4– Golpe de Estado (Art. 359-M do Código Penal): Tentar depor, por meio de violência ou grave ameaça, o governo legitimamente constituído. Pena: reclusão, de 4 (quatro) a 12 (doze) anos, além da pena correspondente à violência.
5– Financiamento de organização criminosa (Art. 2º da Lei 12.850/2013): Promover, constituir, financiar ou integrar, pessoalmente ou por interposta pessoa, organização criminosa. Pena: reclusão, de três a oito anos, além de multa.
Jair Bolsonaro, em 7 de Setembro de 2021, tentou um golpe de Estado e teve que recuar. Agora, voltou a ameaçar a democracia e reclamou da ação da PF e do STF. “No meu entender, não falta mais nada para que realmente possamos ter um problema grave no Brasil provocado por uma pessoa”, disse em sua live semanal, referindo-se ao magistrado. “Estamos vendo que a escalada contra a liberdade tem se avolumado em cima desses empresários”, disse.
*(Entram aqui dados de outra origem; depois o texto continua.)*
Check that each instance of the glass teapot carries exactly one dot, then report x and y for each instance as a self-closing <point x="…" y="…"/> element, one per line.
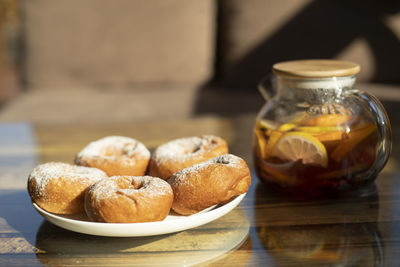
<point x="316" y="134"/>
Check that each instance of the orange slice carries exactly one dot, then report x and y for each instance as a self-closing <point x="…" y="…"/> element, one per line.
<point x="328" y="120"/>
<point x="295" y="146"/>
<point x="273" y="139"/>
<point x="354" y="138"/>
<point x="260" y="142"/>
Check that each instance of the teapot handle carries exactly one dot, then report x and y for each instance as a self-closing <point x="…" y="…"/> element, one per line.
<point x="267" y="87"/>
<point x="383" y="126"/>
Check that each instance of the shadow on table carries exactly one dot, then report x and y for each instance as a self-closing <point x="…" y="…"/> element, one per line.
<point x="208" y="243"/>
<point x="330" y="232"/>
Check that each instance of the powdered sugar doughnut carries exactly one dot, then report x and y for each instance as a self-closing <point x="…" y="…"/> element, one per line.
<point x="128" y="199"/>
<point x="115" y="155"/>
<point x="208" y="183"/>
<point x="60" y="188"/>
<point x="184" y="152"/>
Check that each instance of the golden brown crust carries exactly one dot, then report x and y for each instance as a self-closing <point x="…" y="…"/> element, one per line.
<point x="211" y="182"/>
<point x="128" y="199"/>
<point x="59" y="187"/>
<point x="115" y="155"/>
<point x="181" y="153"/>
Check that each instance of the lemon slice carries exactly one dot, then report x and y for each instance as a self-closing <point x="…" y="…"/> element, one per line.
<point x="295" y="146"/>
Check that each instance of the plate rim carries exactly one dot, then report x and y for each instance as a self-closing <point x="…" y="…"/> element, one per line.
<point x="95" y="228"/>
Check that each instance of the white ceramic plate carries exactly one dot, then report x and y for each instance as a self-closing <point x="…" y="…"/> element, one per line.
<point x="171" y="224"/>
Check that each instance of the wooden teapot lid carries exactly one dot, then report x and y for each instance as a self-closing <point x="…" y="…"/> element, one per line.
<point x="316" y="68"/>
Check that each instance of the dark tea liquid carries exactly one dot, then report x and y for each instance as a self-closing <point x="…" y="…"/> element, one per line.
<point x="330" y="152"/>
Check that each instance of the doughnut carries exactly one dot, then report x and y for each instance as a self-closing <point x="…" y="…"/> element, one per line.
<point x="115" y="155"/>
<point x="181" y="153"/>
<point x="128" y="199"/>
<point x="208" y="183"/>
<point x="60" y="188"/>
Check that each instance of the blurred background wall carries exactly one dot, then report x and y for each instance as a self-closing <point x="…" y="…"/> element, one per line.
<point x="181" y="57"/>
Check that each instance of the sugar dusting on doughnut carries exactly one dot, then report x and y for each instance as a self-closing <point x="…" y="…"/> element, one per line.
<point x="208" y="183"/>
<point x="129" y="199"/>
<point x="116" y="155"/>
<point x="184" y="152"/>
<point x="59" y="187"/>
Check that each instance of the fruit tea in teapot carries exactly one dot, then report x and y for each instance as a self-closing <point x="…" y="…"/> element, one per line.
<point x="318" y="134"/>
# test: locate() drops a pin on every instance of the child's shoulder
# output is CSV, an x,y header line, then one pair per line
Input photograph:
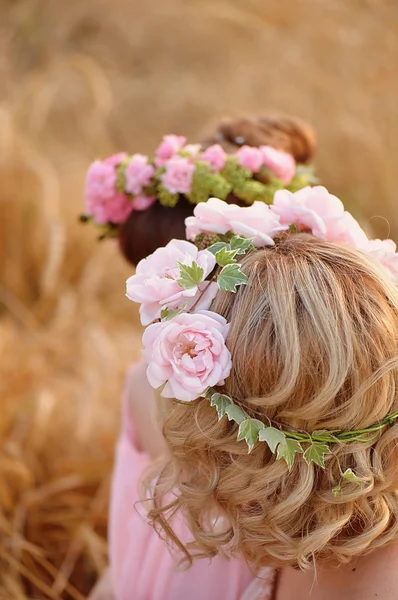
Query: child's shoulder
x,y
140,409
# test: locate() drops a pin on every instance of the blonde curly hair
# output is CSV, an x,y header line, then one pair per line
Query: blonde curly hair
x,y
314,344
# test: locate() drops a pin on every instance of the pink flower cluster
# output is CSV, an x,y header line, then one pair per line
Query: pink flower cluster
x,y
280,163
155,283
103,201
187,354
216,216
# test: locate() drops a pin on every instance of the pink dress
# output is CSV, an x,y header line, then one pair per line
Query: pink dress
x,y
142,567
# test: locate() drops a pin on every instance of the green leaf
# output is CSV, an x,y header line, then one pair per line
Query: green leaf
x,y
220,402
288,450
214,248
240,244
190,276
230,277
272,436
248,430
349,475
234,413
226,257
316,454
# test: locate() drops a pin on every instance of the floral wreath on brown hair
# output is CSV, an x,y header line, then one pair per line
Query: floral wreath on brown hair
x,y
185,343
121,184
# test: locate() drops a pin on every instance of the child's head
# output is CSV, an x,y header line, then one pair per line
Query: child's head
x,y
314,345
140,232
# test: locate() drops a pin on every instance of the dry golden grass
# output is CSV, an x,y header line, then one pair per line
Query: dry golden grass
x,y
85,79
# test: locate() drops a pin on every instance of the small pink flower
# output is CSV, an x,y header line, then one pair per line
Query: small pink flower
x,y
103,201
250,158
215,156
116,159
187,354
215,216
170,145
155,283
322,213
141,203
138,174
178,176
385,252
280,163
192,149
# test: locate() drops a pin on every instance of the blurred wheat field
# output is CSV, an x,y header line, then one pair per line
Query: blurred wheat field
x,y
81,80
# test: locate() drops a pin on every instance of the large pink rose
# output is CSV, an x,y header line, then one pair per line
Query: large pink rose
x,y
170,145
178,176
280,163
187,354
215,156
385,252
209,217
103,202
141,203
215,216
322,213
155,286
256,221
138,174
250,158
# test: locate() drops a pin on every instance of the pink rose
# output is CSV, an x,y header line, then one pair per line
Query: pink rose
x,y
322,213
209,217
170,145
215,156
250,158
192,149
280,163
155,286
187,354
178,176
103,201
215,216
256,221
138,174
116,159
385,252
141,203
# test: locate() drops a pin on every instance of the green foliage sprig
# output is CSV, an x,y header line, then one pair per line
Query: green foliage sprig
x,y
286,444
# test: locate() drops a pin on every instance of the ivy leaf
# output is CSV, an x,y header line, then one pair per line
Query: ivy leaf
x,y
225,257
220,402
190,275
349,475
316,454
234,413
241,245
230,277
288,450
167,314
272,436
249,430
214,248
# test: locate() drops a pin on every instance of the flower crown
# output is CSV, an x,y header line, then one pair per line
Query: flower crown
x,y
122,183
185,343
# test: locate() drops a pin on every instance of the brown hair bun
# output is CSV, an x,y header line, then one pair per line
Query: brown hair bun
x,y
284,133
144,232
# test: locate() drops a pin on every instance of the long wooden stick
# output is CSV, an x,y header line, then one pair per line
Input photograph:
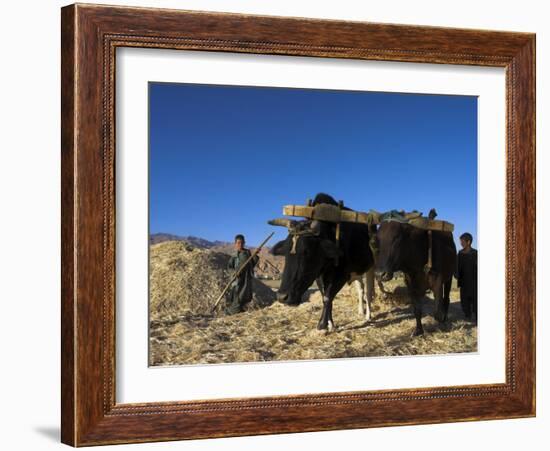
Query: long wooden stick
x,y
240,270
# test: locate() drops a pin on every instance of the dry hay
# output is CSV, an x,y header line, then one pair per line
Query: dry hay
x,y
186,280
281,332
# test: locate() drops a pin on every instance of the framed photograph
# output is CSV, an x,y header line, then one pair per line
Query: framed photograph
x,y
278,225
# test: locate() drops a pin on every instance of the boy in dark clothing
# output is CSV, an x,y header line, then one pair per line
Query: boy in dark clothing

Os empresários golpistas investigados são: Luciano Hang, da Havan – dois endereços em Brusque (SC) e um em Balneário Camboriú (SC) José Isaac Peres, da rede de shopping Multiplan – no Rio de Janeiro Ivan Wrobel, da Construtora W3 – no Rio de Janeiro José Koury, do Barra World Shopping – no Rio de Janeiro Luiz André Tissot, do Grupo Sierra – em Gramado (RS) Meyer Nigri, da Tecnisa – em São Paulo Marco Aurélio Raimundo, da Mormaii – em Garopaba (SC) Afrânio Barreira, do Grupo Coco Bambu – em Fortaleza. Todos eles negam as acusações.